News
Featured Image
Argentina National CongressShutterstock

BUENOS AIRES, Argentina, July 2, 2021 (LifeSiteNews) — Argentina has approved a law reserving one percent of government jobs for transgenders.

Argentina’s Senate passed the law last Thursday, after the country’s lower chamber also endorsed it last month. 55 senators voted for the legislation, one voted against it, and six abstained, MercoPress reported.

“It is established that, in the national public sector, personnel positions must be occupied by a proportion of not less than one percent of all of them by transvestites, transsexuals and transgender people who meet the conditions of suitability for the position,” the law reads.

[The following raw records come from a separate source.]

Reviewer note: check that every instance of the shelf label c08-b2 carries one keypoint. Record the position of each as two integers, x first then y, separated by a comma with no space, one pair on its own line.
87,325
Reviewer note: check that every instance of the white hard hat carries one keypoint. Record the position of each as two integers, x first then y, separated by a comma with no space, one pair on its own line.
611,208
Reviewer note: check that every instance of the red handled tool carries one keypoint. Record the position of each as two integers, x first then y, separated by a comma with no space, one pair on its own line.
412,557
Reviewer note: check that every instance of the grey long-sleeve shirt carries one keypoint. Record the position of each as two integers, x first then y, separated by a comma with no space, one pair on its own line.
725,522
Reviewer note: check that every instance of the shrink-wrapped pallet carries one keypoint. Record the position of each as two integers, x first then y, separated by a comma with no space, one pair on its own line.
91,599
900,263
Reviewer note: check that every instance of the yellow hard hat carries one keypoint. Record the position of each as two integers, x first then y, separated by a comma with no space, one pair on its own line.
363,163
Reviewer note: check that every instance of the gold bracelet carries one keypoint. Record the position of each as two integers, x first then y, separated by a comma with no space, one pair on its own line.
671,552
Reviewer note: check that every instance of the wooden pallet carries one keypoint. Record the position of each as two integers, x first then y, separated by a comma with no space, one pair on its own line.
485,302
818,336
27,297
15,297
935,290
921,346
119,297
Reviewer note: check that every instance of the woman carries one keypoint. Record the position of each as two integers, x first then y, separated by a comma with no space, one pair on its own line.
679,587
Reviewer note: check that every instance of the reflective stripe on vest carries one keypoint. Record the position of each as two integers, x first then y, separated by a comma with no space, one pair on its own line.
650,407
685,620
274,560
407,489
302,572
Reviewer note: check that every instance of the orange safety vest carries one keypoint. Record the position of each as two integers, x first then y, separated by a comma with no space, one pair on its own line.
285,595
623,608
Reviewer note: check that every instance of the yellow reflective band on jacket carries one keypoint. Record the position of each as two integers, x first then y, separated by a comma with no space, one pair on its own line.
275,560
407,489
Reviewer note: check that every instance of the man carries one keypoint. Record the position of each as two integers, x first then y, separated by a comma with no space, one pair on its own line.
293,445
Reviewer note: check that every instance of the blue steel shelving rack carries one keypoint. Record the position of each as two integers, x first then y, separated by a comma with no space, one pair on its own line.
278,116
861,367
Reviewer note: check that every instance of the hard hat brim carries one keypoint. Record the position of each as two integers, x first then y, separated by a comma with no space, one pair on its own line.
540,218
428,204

Thursday’s vote gave final approval for the hiring quota, which was originally introduced as a presidential decree, but needed backing from Congress to become law, according to the Thomson Reuters Foundation.

The measure applies to federal and local agencies, public companies, and other state-run institutions, including banks and hospitals. Private corporations will also be given incentives through the law to provide jobs for transgenders.

A “minor criminal record” or lack of education will not constitute grounds for not hiring transgender individuals under the new law, Thomson Reuters Foundation said. Argentine studies have found that up to 95% of transgenders in Argentina are prostitutes and less than 40 percent have completed their education.

As the American College of Pediatricians has noted, research has shown that extreme health and life disparities among transgender people are observed even in pro-LGBT countries, indicating that the differences are “due to underlying trauma that also induced transgender belief.”

Seven Argentine provinces have already enacted transgender hiring quotas, according to MercoPress, as has Uruguay, which in 2018 began similarly reserving one percent of public sector jobs for transgenders.

Argentina, which broadly legalized abortion in December before a federal judge froze the law last month, has employed exceptionally far-left LGBT policies for years. In 2012, the country became the first to allow gender-confused individuals to change their identification on legal documents without a court order, regardless of anatomy.